Anyway, it was impossible to stay angry for long. That was just the way James was—he never gave false praise. And even so, with all that, James had spoken of Schiller as a member of “our little tribe”—that in itself was a grander compliment than he ever could have hoped for.
Another thing that got in the way of his anger was his interest in the fact that James had apparently changed his mind about Tolstoy. . . .
It was all very interesting . . . but it was too difficult to think about it all now. It was too much of a strain. Schiller lapsed back—he would have lapsed back if he could move—and tried to think of what he had to do.
47
Casey and Ariel took a taxi down to her place. They stopped at the deli, as they often did. Usually Ariel bought snacks for herself and treats for Sancho, but tonight she just hung back by the door. Casey hadn’t eaten anything since lunch; he got two roast beef sandwiches on sesame rolls with cole slaw, tomato, and Russian dressing, and two bottles of beer.
They walked up to her apartment in silence. Sancho greeted them at the door, smoothing his flank against their shins as they tried to pass. Ariel dumped her backpack on the floor, fell on the couch, grabbed the remote control and turned on the TV. A rerun of Sisters was on Lifetime; Swoosie Kurtz’s daughter had joined the Moonies and Swoosie didn’t know what to do. Ariel stared blankly at the screen; Sancho jumped on her lap and she pushed him away.
Casey sat at her table eating his dinner.

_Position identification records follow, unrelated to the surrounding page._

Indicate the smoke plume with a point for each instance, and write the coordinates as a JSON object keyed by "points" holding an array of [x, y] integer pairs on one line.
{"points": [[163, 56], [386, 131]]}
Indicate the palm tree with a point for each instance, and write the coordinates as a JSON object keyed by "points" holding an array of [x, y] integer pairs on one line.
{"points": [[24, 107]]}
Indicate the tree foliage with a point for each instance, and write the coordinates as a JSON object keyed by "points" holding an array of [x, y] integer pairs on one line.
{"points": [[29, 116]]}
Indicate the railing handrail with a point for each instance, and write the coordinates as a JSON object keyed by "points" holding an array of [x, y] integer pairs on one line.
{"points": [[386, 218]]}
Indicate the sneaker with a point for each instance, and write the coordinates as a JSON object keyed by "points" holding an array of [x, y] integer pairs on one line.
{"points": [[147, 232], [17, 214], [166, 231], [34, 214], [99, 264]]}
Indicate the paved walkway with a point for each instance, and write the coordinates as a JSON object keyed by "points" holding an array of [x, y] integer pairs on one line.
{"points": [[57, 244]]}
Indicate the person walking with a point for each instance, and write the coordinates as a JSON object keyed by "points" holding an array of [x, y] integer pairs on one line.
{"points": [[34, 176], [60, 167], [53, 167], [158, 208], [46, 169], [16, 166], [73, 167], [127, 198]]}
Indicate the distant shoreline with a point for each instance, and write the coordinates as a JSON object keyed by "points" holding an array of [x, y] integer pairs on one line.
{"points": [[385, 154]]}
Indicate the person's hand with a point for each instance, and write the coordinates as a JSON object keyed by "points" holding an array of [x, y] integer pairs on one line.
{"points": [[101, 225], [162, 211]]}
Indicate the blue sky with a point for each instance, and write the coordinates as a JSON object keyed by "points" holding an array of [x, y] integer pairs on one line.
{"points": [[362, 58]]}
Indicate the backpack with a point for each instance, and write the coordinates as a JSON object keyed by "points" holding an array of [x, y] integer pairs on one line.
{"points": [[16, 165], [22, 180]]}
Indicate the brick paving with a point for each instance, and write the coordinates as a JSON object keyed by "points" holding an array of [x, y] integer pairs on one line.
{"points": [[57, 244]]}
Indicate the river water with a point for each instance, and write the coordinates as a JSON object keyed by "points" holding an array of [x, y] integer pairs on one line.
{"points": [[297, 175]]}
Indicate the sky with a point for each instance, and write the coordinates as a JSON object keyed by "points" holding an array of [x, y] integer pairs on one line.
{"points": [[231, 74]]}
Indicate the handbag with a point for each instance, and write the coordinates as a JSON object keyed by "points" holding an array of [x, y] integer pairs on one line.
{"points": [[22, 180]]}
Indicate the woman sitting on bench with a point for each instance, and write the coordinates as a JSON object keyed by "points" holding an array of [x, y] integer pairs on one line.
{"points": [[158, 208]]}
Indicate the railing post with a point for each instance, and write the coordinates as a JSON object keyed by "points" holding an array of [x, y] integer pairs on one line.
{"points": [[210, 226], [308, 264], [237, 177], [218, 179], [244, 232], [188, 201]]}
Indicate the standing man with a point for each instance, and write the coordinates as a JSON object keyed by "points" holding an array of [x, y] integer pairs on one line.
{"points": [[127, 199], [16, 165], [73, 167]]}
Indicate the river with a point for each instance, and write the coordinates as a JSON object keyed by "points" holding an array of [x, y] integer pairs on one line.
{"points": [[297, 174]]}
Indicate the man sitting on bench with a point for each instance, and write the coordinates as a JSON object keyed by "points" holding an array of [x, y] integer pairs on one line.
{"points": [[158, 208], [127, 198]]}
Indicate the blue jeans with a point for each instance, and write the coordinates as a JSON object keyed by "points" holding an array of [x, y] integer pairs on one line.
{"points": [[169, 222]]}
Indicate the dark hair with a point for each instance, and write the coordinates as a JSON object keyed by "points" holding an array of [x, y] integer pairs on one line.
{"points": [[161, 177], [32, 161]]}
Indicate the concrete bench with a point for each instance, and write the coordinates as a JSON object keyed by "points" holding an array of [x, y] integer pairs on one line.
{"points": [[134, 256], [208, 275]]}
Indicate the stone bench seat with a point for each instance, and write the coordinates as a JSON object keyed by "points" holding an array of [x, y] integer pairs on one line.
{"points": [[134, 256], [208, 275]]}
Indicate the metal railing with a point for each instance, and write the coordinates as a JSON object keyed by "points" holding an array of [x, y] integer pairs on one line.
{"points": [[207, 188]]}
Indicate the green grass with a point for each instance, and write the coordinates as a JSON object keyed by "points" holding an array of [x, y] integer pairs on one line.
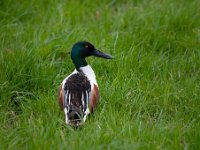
{"points": [[150, 92]]}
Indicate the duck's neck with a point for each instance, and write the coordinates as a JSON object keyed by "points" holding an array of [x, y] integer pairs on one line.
{"points": [[89, 73]]}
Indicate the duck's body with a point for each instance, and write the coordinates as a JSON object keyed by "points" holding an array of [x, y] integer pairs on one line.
{"points": [[79, 92]]}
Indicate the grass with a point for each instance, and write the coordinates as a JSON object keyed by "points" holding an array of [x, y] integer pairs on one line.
{"points": [[149, 92]]}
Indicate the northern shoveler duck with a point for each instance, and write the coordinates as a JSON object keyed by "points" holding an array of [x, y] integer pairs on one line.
{"points": [[79, 92]]}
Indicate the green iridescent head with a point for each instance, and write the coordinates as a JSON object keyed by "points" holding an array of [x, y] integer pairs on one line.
{"points": [[83, 49]]}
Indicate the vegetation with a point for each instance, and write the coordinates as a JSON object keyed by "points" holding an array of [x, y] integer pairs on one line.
{"points": [[149, 92]]}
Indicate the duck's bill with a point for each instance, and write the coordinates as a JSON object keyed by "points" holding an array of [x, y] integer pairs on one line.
{"points": [[98, 53]]}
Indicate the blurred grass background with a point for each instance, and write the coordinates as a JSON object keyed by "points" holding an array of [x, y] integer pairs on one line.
{"points": [[149, 92]]}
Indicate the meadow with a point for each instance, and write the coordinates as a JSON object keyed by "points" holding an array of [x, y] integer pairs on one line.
{"points": [[150, 91]]}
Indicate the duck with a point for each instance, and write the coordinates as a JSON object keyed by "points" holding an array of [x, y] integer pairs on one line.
{"points": [[78, 94]]}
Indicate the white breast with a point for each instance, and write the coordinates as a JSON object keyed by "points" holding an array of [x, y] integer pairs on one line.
{"points": [[89, 73]]}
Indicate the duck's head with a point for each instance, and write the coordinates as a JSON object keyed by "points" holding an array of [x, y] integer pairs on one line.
{"points": [[83, 49]]}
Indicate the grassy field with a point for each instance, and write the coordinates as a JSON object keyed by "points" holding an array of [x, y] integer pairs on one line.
{"points": [[150, 92]]}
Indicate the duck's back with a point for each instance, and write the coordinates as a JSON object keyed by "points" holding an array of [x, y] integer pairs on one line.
{"points": [[77, 91]]}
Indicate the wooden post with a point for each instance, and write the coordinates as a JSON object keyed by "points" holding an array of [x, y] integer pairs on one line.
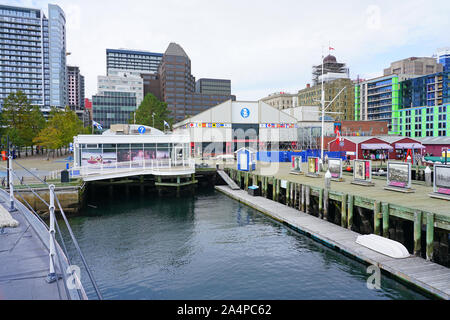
{"points": [[344, 211], [307, 198], [376, 218], [417, 232], [351, 200], [325, 204], [321, 203], [430, 235], [385, 209]]}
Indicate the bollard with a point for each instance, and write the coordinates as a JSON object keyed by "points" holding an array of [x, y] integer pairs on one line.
{"points": [[428, 176], [328, 180]]}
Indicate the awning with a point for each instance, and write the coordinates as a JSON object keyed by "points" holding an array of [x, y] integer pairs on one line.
{"points": [[409, 146], [376, 146]]}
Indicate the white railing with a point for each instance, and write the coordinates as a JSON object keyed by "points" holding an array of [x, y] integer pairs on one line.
{"points": [[150, 166]]}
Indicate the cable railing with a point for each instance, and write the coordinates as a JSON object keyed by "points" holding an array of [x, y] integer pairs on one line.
{"points": [[52, 228]]}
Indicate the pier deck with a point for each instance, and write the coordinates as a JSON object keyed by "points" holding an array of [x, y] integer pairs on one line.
{"points": [[429, 276], [24, 256]]}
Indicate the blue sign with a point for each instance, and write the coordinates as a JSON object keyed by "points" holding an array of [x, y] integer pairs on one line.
{"points": [[141, 130], [245, 113]]}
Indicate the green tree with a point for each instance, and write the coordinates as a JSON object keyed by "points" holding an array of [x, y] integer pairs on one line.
{"points": [[149, 106]]}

He felt guilty to be eating. That he could eat two sandwiches while her father was dying, that he could polish off a beer, condemned him in his own eyes as a brute. Into his mind strayed a phrase from nowhere: “Absence of grief eats.”

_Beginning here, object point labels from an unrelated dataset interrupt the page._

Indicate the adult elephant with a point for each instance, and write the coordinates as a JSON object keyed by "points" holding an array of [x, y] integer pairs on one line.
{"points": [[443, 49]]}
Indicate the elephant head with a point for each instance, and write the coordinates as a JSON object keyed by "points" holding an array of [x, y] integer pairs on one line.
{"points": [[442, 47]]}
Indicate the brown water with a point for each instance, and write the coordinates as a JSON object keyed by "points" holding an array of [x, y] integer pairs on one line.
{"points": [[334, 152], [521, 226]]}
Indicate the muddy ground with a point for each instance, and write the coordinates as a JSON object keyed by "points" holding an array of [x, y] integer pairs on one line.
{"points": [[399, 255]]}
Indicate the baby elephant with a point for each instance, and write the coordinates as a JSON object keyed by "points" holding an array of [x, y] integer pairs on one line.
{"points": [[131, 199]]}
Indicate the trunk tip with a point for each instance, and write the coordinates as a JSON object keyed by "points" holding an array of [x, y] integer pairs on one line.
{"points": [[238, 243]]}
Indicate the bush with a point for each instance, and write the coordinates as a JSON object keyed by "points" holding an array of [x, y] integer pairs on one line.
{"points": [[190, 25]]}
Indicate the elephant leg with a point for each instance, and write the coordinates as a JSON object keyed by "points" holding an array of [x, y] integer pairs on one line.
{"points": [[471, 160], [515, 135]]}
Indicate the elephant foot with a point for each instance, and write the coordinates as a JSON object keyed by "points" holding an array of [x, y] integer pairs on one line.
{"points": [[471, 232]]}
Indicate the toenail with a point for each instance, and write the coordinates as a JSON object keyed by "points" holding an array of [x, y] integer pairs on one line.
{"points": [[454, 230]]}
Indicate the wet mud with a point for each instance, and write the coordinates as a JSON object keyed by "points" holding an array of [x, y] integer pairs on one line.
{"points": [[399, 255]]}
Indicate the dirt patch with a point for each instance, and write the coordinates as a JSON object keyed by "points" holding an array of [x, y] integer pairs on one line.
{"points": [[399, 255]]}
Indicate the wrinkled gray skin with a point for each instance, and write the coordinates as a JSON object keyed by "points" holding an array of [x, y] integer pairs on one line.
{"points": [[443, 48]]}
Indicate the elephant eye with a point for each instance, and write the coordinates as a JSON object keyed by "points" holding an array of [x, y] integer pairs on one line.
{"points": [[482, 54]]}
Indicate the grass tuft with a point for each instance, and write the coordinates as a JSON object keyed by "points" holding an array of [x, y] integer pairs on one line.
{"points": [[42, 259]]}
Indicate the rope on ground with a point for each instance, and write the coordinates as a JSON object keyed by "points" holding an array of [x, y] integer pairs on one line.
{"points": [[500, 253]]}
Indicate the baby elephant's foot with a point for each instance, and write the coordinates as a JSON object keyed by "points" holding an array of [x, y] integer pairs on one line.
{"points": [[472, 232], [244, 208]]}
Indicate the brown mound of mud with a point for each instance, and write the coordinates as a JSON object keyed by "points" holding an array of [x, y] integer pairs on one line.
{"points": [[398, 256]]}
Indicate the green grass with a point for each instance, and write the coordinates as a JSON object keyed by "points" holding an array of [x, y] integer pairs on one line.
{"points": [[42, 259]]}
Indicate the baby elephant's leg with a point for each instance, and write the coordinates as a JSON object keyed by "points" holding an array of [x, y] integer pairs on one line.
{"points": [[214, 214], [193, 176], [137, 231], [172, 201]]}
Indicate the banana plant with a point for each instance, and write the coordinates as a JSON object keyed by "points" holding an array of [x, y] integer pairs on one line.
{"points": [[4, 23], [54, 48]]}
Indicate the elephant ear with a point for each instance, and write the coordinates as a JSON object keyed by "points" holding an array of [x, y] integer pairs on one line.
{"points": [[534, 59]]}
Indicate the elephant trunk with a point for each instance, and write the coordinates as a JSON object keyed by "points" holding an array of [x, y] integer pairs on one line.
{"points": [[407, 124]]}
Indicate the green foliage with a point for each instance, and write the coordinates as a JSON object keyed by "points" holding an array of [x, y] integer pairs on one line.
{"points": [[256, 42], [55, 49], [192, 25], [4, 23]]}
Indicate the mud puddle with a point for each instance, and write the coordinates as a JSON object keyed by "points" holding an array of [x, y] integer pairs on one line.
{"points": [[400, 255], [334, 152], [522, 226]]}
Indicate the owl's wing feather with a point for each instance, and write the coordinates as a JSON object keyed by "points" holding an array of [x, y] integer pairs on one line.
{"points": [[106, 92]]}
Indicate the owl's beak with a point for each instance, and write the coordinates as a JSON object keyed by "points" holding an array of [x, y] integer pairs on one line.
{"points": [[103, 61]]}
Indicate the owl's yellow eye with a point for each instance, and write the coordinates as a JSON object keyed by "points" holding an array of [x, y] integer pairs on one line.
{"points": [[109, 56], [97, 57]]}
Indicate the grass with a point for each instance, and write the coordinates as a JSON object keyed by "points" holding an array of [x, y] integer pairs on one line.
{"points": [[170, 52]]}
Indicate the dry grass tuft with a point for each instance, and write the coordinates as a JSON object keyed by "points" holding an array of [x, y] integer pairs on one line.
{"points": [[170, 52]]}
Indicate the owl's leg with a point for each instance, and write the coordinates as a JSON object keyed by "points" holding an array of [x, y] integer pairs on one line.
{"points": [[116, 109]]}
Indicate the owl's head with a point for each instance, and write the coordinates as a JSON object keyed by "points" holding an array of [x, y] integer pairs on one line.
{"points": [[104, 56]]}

He wasn’t, in fact, a brute; he wasn’t absent of grief. He cared about her, and he cared about her father. But he didn’t know how to help.
She touched her clicker again and the TV went off. She lay back and closed her eyes.
He wasn’t even sure she wanted him here. She was ignoring him. He felt hurt by this, even as he realized the feeling was ridiculous.
“I don’t know what to do,” she said. “I don’t even know what to want. Do I want him to get better? But how much better is he ever gonna get? Do I want him to die, so he won’t have to suffer anymore? Anything that happens from now on will be bad.”
“You don’t know that,” he said. “I think you should want him to get better. He’s still got a lot of life left in him, your old man.” Casey didn’t quite believe this, but it seemed like a good thing to say.
“I can accept it that he’s going to die,” Ariel said. “But I can’t accept it that he’s going to be dead forever.”
He didn’t understand this, and he didn’t try to. There are certain situations in which you can’t convey what you mean. Words don’t always work.
She had helped him in a comparable time. Years ago, after he and Ariel had broken up but before they’d lost touch with each other, he’d received word one day that his mother’s cancer had returned. It had metastasized in her liver, which meant that she only had a few months to live. It was a frigid afternoon in December when he got the news; he was in his office at the Graduate Center on 42nd Street, grading papers. He booked a seat on a flight to Florida for the next morning, and when he got off the phone he sat there looking out the window. There was nothing you could do to slow life down. His mother was alive, and in a few months she wouldn’t be alive, and there was nothing he could do about it. And though he told himself that when he went to see her he would cherish every moment, cherish it so fiercely that time would come to a halt, he knew that that wouldn’t happen, and that just as surely as he was sitting there in his office at that moment he would be sitting there in a week, having returned from his trip, and he’d be sitting there in a few months, having returned from putting her in the ground.